- Born: 1829 Wroughton, Wiltshire
- Died: 1918
- Occupation: Engineer
- Engineering career
- Discipline: Civil engineering
- Institutions: Institution of Civil Engineers

= Thomas Codrington =

British engineer and antiquarian

Thomas Codrington (1829 in Wroughton, Wiltshire – 1918) was a British engineer and antiquarian of the late Victorian era. With a career background as an Inspector for local government, he published several known works.

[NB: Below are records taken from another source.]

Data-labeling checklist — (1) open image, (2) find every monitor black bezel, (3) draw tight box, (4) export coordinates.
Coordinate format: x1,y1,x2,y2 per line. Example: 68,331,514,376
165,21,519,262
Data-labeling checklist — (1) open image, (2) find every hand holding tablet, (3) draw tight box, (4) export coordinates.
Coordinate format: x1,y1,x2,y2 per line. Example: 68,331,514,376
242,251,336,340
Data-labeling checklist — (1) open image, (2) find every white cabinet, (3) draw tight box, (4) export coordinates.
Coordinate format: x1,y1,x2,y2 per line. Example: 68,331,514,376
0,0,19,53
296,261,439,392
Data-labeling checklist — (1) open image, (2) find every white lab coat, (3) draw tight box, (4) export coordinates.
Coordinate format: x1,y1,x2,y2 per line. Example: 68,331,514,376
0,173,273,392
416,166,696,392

First was Report on the Destruction of Town Refuse, published by Her Majesty's Stationery Office in 1888. This was only a short pamphlet of 48 pages, including illustrations of furnaces in use at the time.

Codrington went on to write the slightly more substantial 172 page work The Maintenance of Macadamised Roads in 1879, published by E. & F.N. Spon.

For the Roads Improvement Association, Codrington wrote The Roads Improvement Association - Its Teaching Confirmed; he had acted for the RIA in a successful court action in 1885 regarding the state of the roads in Halesowen.

However, by far Codrington's most famous work was also one of his last. Roman Roads in Britain, published originally in 1903, was the first attempt by any author to catalogue fully the evident remains of the Roman transport network in the United Kingdom. Several further editions were subsequently published, and indeed reprinted. The last of these was a reprint of the 3rd edition in 1928.